I've noticed games like Unreal and Gears of War have amazing texture resolution for each of their meshes, and I recently heard of a process that would allow up to a 12K map, be compressed down to a 1K map to contain all of those high resolution details while having a usable map size through dds file format. Is this possible to do? And if so how is it done? Can you have really big maps then scale them down without losing any detail? I am really curious to figure this out to further push the textures of my characters.
A few examples of image maps and texture layout that show an extreme amount of detail that I am trying to achieve:
http://www.gameartisans.org/contest...als_1_2711.htmlhttp://www.gameartisans.org/contest...als_1_4588.html
Any help would greatly appreciated! Thanks in advance!!
-Menty
Replies
I've never heard of anyone using 12k maps before (I assume you mean 12288 x 12288 pixels? That's 12x1024 which seems like a very odd number...), where did you hear about this?
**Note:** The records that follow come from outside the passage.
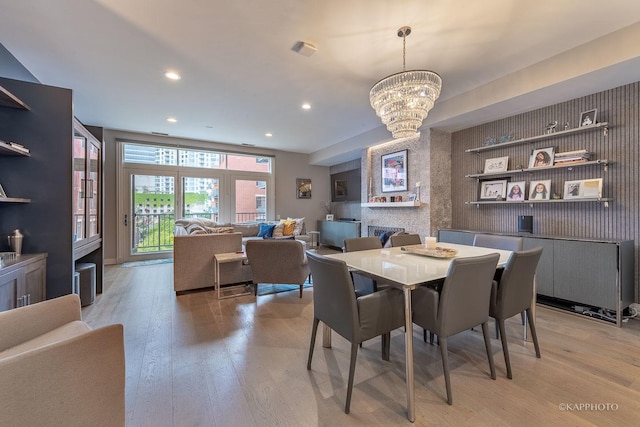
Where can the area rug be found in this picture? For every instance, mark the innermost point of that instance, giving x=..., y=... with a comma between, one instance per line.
x=149, y=262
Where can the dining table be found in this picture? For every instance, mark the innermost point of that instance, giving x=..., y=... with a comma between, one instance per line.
x=406, y=268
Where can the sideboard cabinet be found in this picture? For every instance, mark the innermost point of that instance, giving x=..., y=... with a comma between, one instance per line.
x=23, y=281
x=589, y=272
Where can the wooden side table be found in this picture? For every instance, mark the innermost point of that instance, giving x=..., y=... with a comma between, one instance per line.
x=224, y=258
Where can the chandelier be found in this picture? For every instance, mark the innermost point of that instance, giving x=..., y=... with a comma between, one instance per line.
x=404, y=99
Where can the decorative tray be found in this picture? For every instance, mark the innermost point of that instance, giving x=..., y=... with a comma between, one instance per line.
x=437, y=252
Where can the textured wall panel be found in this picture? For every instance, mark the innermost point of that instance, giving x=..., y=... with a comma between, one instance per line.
x=620, y=221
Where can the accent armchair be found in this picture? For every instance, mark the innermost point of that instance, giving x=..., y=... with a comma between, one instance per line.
x=56, y=370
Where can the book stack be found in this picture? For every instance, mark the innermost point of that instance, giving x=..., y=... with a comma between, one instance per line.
x=571, y=157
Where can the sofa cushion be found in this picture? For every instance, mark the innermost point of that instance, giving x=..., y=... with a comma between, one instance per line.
x=68, y=330
x=266, y=230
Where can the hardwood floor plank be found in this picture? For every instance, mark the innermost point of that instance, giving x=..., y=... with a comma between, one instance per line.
x=192, y=360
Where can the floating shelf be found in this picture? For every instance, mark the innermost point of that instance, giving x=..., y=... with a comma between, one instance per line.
x=14, y=200
x=604, y=125
x=514, y=171
x=8, y=150
x=413, y=204
x=603, y=200
x=7, y=99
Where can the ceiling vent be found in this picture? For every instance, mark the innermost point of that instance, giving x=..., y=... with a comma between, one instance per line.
x=305, y=49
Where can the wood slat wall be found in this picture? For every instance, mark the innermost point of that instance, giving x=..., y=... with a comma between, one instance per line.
x=620, y=220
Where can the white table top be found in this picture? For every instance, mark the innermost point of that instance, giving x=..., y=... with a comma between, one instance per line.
x=411, y=269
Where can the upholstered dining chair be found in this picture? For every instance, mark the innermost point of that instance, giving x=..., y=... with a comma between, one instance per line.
x=462, y=304
x=277, y=261
x=362, y=284
x=514, y=294
x=405, y=240
x=507, y=243
x=356, y=319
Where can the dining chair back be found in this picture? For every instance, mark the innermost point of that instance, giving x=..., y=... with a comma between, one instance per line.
x=507, y=243
x=405, y=240
x=462, y=304
x=362, y=284
x=355, y=319
x=514, y=294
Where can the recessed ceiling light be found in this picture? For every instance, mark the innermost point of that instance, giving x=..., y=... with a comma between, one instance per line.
x=172, y=75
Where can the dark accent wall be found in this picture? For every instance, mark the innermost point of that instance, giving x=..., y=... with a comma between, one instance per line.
x=619, y=107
The way Unreal Tournament and Gears of War do it, apart from having high-res source textures (which usually get scaled down to 1024x1024 so they lose some of the finer detail, and then get DXT compression so lose more quality), they also have tiling "detail" maps which are usually just fairly generic noise or pattern which is overlaid or masked over the whole texture at a higher resolution, blended on top in the shader.
This way you get a rough approximation of fine detail (eg. concrete bumps/metal scratches) and still retain the larger shapes and details in the overall texture.
I can't think of a way of scaling down 12288 pixels to 1024 and still retain the detail, perhaps you are confusing some different techniques?
http://www.gameartisans.org/contests/dw/4/view_entries/finals_1_2711.html
http://www.gameartisans.org/contests/dw/4/view_entries/finals_1_4588.html
those are both 2k ie. 2048x2048
@ Menty - where did u read 12k ?
12K (as it reads in your thread title) is waay to big.
What he's talking about is using an app to mix textures/proceedurals.
I heard some of those guys talking at the FMX in Stuttgart ('07 I believe) and they really believe that its the future - node based procedural materials. But personally i haven't seen much proof yet of awesome examples. Most great stuff we see these days are all bitmap based because the artist has way more freedom and control with the existing tools - and Photoshop is a major reason for that.